The block chain consists of, well, blocks, each of which contains a bunch of transactions. Nodes called ‘miners’ pull these transactions off the Bitcoin network, which is essentially a peer-to-peer broadcast network. They then wrap a group of transactions up into a block and hash it together with the most recent block in the block chain. This ‘binds’ the new block to the end of the hash chain.
Now there are lots of miners who do this work and it’s important that one miner doesn’t get to make all the blocks, since he might start to cheat or include bogus transactions. To avoid this, Bitcoin creates a friendly competition by making the nodes solve a simple mathematical problem. The first person to find a solution sticks their solution into the block and broadcasts it out to the rest of the nodes. If it checks out, the remaining nodes drop their previous attempt and try to tack a new block onto the end of the one they just received.

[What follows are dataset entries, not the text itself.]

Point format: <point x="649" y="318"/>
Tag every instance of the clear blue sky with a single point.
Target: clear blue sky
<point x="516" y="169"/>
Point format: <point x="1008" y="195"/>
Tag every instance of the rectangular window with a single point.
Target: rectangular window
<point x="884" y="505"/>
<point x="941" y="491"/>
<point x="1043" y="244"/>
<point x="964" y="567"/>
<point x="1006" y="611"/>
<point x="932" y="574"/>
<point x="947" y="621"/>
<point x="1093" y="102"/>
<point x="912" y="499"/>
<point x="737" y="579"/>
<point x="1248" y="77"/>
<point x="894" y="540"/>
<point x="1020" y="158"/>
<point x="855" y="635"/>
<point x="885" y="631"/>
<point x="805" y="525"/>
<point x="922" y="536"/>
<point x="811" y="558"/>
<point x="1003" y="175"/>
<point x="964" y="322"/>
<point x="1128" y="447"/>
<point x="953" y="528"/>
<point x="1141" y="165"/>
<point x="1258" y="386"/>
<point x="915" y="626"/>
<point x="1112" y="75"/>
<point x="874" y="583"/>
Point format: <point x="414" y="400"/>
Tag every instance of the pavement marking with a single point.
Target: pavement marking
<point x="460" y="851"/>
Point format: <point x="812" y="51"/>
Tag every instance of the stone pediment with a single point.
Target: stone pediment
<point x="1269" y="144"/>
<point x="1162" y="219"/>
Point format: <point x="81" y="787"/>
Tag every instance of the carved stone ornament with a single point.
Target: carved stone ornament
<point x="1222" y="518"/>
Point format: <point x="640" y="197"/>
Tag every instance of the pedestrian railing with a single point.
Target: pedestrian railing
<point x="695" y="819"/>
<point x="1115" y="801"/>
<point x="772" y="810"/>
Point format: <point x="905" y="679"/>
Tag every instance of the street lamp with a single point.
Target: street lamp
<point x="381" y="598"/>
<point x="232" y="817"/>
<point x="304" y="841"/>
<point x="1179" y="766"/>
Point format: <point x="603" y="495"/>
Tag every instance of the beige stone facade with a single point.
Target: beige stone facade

Ad nauseum.
There are two incentives for participating in this process. First, participants can add ‘transaction fees’, which are like a small voluntary tax that miners collect when they entomb a transaction into the block chain. Second, each node that succeeds in ‘mining’ a block (i.e., adding it onto the end of the chain) gets to add one more transaction that mints 25 brand new Bitcoin out of thin air. This new transaction is only recognized in newly mined blocks, and there can only be one per block. The node who mines it simply includes his own public key as the owner of the currency.
The reward for mining a block is currently 25 bitcoin, but it’s slated to drop every 210,000 blocks. Ultimately there will be no reward, which means that miners will be compensated by transaction fees alone, and that the supply of Bitcoin will reach a fixed point and never increase. Actually, it’s worse than that, since Bitcoin are being ‘destroyed’ all the time — essentially every time somebody loses the private key that controls one. This happens more than you’d think, thanks to hard drive crashes, for example. Moreover, it’s hard to tell if a given chunk of Bitcoin is defunct, or if someone out there controls the public key and is waiting to spend it. This makes investing in Bitcoin a very risky process.

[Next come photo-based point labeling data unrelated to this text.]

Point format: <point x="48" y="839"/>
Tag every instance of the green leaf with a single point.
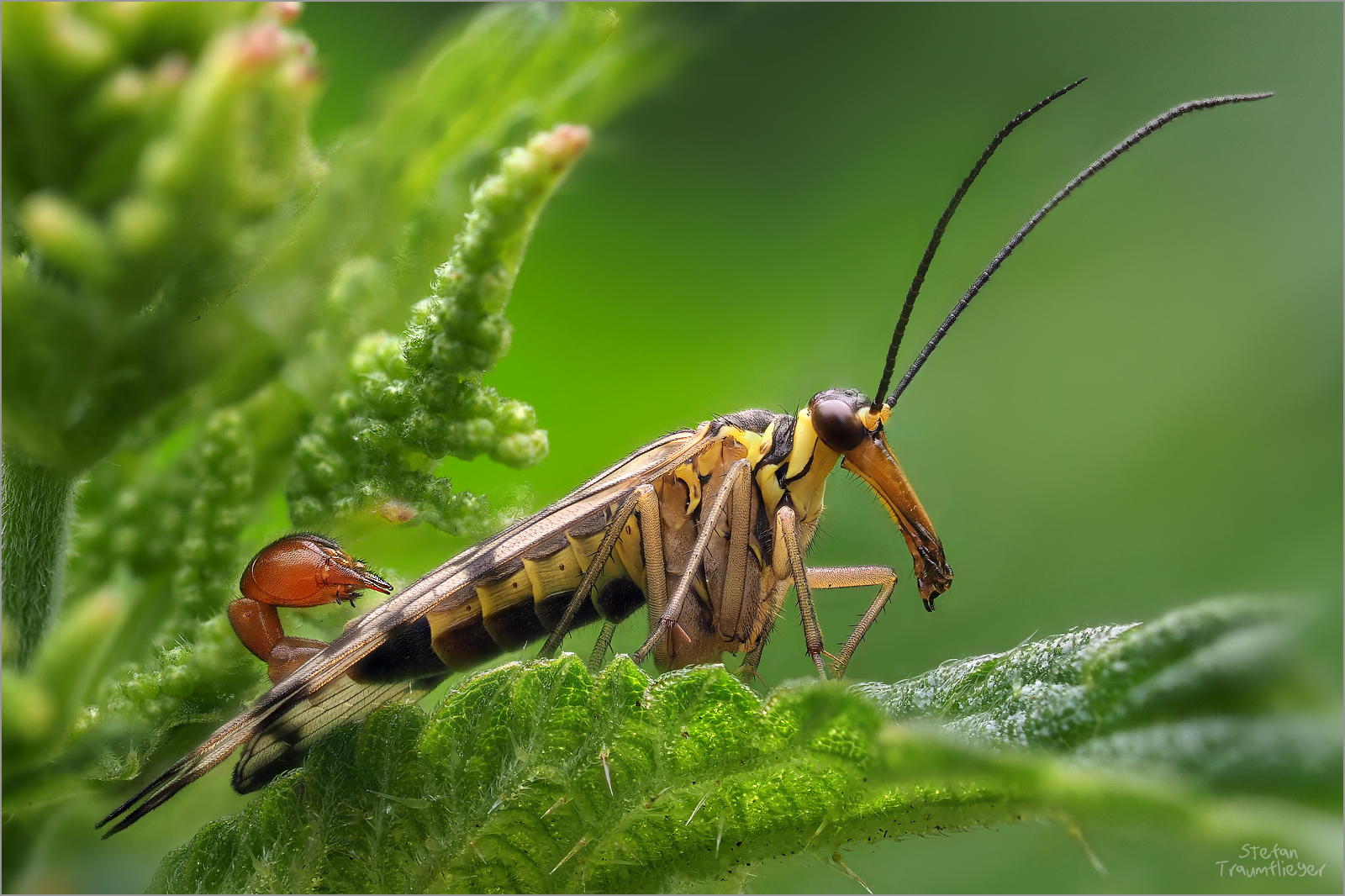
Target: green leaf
<point x="540" y="777"/>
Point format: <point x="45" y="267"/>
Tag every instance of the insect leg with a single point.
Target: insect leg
<point x="604" y="643"/>
<point x="732" y="482"/>
<point x="656" y="568"/>
<point x="789" y="535"/>
<point x="735" y="580"/>
<point x="596" y="564"/>
<point x="856" y="577"/>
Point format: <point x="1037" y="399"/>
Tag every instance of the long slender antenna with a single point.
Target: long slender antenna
<point x="938" y="237"/>
<point x="1055" y="201"/>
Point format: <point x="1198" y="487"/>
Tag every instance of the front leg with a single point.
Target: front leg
<point x="856" y="577"/>
<point x="790" y="562"/>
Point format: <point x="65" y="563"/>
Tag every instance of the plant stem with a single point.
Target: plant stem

There’s still lots more that isn’t in this description, like the way that transactions are distributed through the network, Bitcoin script, and a million other aspects of the design. But hopefully this has at least given you the flavor. Now please go read a much better description from the Bitcoin people themselves.
Your description, while sparse as intended, has one inaccuracy. Transaction fees can't be “charged” by a miner. When someone sends a transaction, they can choose to include a fee, which is essentially the opposite of the block-reward transaction: it contains a bitcoin input with no output, so it's just throwing it out there, allowing miners to direct those to themselves. Now, it's true that many miners will prioritize transactions with fees, and some may even ignore fee-less transactions. But they can't “charge” a transaction fee, per se.
Many thanks for the clear and concise description.